堤防から鮫を釣って食べてみた(伊豆大島)

堤防から鮫を釣って食べてみた(伊豆大島)
3月から9月(最盛期は春)にかけて産卵期を迎えるネコザメは、比較的浅瀬に集まる。
そのネコザメやナヌカザメをメインターゲットに、芝浦ふ頭から1時間40分ほどの伊豆大島へ向け高速船に揺られた。到着後、レンタカーに乗り込み4つの港の状況を調査することにした。
伊豆大島のサメ達とその他のターゲット
ネコザメ(Heterodontus japonicus)
ネコザメは別名『さざえわり』とも呼ばれ、貝・ウニ及び甲殻類などを好んで食べるとされる。水深40mまでの比較的浅瀬に生息し、全長120㎝程まで成長する。
ナヌカザメ (Cephaloscyllium umbratile)
水深200mまでの岩礁帯に生息。全長は140㎝程まで成長する。その名前を七日鮫とも書き、本種は胃に水や空気を吸い込んで膨らませることができる。その為、陸に上がっても7日間は生きていると言われるほど生命力の強いサメである。
フトツノザメ(Squalus mitsukurii)
500m付近まで生息する深海ザメの一種。背びれに棘を持つので扱いに注意して頂きたい。過去に深海ザメ釣りを行った際、一つの餌に3匹のフトツノザメが掛かって深海から上がってきたことがある。非常に獰猛で群れで泳いでいるケースもあるようだ。
ドチザメ(Triakis scyllium)
最大全長は150cmほどで日本全域に比較的多くみられる鮫。
ホシザメ(Mustelus manazo Bleeker)
北海道以南の日本全域に生息。背にみられる無数の小さな斑点が、星に似ていることからこの名前が付いたようだ。私の地元福岡県宗像市では、干物にして食用としている。
ウツボ(Gymnothorax kidako)
堤防釣りの外道中の外道。一晩で1本の竿で20匹近く釣れることもある。骨の処理など捌くのが大変だが、食用とすれば身に非常に旨味があり、最高の食材となる。
トラウツボ(Muraena pardalis)
体表のトラ柄が毒々しいイメージだが、ウツボと同じく食用として頂くことが可能。ウツボに比べると若干個体数は少なめ。

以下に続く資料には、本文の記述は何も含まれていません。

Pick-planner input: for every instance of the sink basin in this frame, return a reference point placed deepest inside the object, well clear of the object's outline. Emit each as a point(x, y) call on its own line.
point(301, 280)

コケウツボ(Enchelycore lichenosa)
ウツボに酷似しているが湾曲した口と体表の模様で見分けることができる。
エイ
写真はイズヒメエイ。写真以外のエイも伊豆大島で釣ることができる。
ポイント
伊豆大島にはサメ釣りに適した港が4つある。
・元町港
1番の出帆港として使用される元町港は、大きく沖に伸びる堤防で、足下から沖までブロック型のケーソンが入っており全体的に浅い。
・岡田港
海が荒れたときの出帆港として使われることが多く、足下はブロック型のケーソンから沖が砂地、水深が深く大型のネコザメやナヌカザメなども上がってくる。
・泉津港
日本で唯一堤防からクロマグロが釣れるといわれている。
小さな漁港だが、沖に投げると水深が40㍍近くあり、深海系の魚や大型のサメも狙える。
・波浮港
大きな湾になっていて、大島丸が入るため深く掘られているので水深がある。湾内は居つきのエイやネコザメ、ドチザメが多い。一つ湾の外側には、沖に飛び出している堤防があり、全体的に岩礁でウツボやネコザメ、エイも釣れる。過去には先端でクエも釣れている。
実釣編
この日は強風の影響でうねりがあり、風裏で一番状況の良い泉津港を選択した。堤防先端に入り足元にイカ一杯を針に掛け足元に投入した。仕掛けはPE12号、中通しの重り30号、スイベル、ハリスはナイロン2広80号、サークルフック28号。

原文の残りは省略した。